By late 1919 the OBU's membership was 70,000, mostly in western Canada. In Edmonton, unionized carpenters, United Mine Workers, and members of the International Association of Machinists joined the OBU, although this decision caused their expulsion from the local trades council. In Winnipeg a vote taken by the Trades and Labor Council went 8841 to 705 in favor of the OBU.

The OBU had a significant presence in Nova Scotia, organizing coal workers during the Cape Breton Labour War, and received support from nearly all of Amherst's workers.

In 1920 Angus McDonald, a carpenter and proponent of revolutionary industrial unionism, was elected in Temiskaming (northern Ontario) as an Independent. He was a supporter of the One Big Union. He was re-elected in 1921. The riding was abolished prior to the 1925 election.

Although devoted to revolutionary industrial unionism, its activists did participate in elections. R.B. Russell and Vancouver's W.A. Pritchard ran in the 1921 federal election. P.M. Christophers was elected in Alberta largely by OBU coalminers. One Big Union supporters Hannah Gale and A.G. Broatch were elected in Calgary over traditional trade union candidates John Rae and Walter Smitten. (Calgary used proportional representation in its elections so voters had clear choices.)

== Fall ==
The union's maximum was attained during late 1919 or early 1920. Due to persecution by employers, the media, government and even other unions, membership decreased. Employers refused to bargain with the OBU's representatives, and OBU organizers were beaten, kidnapped and dismissed from coalfields.

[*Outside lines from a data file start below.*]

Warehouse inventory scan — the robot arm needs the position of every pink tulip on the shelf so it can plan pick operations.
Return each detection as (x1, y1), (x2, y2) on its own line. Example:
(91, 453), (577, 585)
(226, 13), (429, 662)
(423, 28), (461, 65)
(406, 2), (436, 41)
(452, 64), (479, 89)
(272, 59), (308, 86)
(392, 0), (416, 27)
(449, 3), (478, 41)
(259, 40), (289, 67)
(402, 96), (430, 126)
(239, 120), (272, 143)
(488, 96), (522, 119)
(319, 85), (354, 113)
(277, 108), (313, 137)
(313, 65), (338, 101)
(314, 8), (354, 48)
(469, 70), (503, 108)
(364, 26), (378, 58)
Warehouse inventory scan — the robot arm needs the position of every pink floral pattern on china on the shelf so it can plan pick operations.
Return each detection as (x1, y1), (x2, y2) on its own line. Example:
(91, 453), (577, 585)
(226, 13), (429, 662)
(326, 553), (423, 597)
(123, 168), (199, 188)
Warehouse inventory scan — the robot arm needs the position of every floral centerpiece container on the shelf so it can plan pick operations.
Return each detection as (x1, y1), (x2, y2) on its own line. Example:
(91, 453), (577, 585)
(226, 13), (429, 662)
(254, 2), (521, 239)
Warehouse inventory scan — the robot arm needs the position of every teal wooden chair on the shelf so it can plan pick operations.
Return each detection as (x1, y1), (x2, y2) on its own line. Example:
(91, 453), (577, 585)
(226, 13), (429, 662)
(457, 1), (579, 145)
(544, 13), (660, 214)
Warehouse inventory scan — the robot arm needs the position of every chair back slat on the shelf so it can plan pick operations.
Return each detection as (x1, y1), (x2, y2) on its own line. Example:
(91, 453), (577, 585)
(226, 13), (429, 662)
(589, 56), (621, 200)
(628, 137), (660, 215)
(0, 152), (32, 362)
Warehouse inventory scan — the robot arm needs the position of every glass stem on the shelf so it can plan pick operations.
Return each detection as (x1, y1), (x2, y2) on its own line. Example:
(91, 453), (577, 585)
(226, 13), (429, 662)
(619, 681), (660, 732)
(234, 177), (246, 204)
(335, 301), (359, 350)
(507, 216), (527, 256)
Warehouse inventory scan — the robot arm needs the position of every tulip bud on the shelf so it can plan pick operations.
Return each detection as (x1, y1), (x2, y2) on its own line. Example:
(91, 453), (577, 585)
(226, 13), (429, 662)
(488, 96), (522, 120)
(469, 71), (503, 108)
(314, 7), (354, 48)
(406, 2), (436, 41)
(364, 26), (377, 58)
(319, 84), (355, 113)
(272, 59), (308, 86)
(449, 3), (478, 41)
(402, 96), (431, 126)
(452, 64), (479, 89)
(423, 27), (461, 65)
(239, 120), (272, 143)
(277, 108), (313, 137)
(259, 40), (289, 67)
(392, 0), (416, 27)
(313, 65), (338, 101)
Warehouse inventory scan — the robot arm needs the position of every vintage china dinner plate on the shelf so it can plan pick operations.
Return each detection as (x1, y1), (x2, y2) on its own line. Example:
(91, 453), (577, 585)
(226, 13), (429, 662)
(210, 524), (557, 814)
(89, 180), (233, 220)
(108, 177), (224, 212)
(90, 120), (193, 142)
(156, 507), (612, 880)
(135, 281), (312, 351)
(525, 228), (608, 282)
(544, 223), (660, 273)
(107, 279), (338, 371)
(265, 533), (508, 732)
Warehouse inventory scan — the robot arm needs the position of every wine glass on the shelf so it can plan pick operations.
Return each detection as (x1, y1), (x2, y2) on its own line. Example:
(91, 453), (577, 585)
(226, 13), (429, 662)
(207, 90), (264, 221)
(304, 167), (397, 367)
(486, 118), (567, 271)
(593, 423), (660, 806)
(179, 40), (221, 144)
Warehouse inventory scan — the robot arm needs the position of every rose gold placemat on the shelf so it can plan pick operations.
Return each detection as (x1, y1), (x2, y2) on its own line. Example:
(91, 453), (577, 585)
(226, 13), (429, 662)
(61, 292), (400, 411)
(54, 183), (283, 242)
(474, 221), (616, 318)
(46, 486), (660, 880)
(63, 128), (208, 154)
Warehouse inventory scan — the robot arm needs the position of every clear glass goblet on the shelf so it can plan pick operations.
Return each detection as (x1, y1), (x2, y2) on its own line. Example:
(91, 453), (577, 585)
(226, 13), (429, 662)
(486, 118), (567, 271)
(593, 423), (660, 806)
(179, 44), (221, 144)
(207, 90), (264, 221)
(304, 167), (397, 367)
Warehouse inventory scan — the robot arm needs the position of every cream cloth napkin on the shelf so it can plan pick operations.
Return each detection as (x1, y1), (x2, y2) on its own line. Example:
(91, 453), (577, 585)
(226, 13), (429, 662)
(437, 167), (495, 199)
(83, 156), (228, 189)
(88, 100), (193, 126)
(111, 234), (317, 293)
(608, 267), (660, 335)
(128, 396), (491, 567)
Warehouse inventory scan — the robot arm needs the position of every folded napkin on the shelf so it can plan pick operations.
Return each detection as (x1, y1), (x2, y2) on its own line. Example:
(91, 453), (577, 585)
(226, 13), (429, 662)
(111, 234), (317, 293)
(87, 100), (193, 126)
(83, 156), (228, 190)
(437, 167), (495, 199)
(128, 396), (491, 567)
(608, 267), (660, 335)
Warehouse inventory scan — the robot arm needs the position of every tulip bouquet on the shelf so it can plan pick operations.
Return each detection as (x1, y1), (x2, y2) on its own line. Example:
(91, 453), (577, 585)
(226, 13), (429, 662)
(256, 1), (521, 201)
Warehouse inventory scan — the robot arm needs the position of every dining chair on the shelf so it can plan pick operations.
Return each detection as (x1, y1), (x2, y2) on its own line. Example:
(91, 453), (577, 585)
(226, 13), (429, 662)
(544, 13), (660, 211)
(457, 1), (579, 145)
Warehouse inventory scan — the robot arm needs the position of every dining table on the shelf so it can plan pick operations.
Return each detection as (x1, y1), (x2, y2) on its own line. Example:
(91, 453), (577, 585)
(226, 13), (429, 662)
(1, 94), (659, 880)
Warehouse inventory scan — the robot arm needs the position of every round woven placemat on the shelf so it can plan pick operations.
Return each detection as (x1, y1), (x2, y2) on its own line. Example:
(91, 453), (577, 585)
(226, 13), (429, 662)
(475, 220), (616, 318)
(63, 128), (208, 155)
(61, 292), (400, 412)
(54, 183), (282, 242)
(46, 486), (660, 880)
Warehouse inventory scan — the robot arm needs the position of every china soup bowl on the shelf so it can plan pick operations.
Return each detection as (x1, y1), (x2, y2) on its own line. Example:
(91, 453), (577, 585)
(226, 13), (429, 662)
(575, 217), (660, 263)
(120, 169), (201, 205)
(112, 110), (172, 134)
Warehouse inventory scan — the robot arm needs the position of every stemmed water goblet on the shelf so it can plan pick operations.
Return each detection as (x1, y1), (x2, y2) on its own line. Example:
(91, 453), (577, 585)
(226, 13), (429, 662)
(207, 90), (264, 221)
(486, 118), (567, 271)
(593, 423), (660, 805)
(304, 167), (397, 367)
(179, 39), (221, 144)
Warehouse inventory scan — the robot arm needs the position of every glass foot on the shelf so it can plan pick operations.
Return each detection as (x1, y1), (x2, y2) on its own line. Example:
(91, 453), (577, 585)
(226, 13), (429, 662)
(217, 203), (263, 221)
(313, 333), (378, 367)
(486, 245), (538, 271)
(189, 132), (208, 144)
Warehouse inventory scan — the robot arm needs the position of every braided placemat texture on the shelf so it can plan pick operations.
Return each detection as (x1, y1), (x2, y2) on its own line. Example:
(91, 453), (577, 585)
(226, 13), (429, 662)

District 18 (Alberta) of the United Mine Workers were forced by federal law out of the OBU. A court case to prevent the Canadian National Railway discriminating against OBU activists (Young vs. CNR) was quashed by the Privy Council in 1927.

By 1921, the OBU had only approximately 5,000 members and by 1927 only 1,600, almost all in Winnipeg. By 1922, most of the union's income came from a lottery that ran in the weekly OBU bulletin. At the time lotteries were illegal in Canada, but it took the authorities years to prosecute OBU for its lottery. The bulletin had a large circulation because of the lottery; even businessmen bought it for the lottery coupons.

Within a few years many OBU adherents switched to the Communist Party or, like J.B. MacLachlan, went to the Workers Unity League.

During the late 1920s the OBU briefly joined the All-Canadian Congress of Labour, made up of industrial unions. It considered joining the Canadian Congress of Labour during World War II, but by then nearly all of its members were employees of the Winnipeg Transit System. In 1956, the One Big Union, consisting of 24,000 members, merged with the Canadian Labour Congress.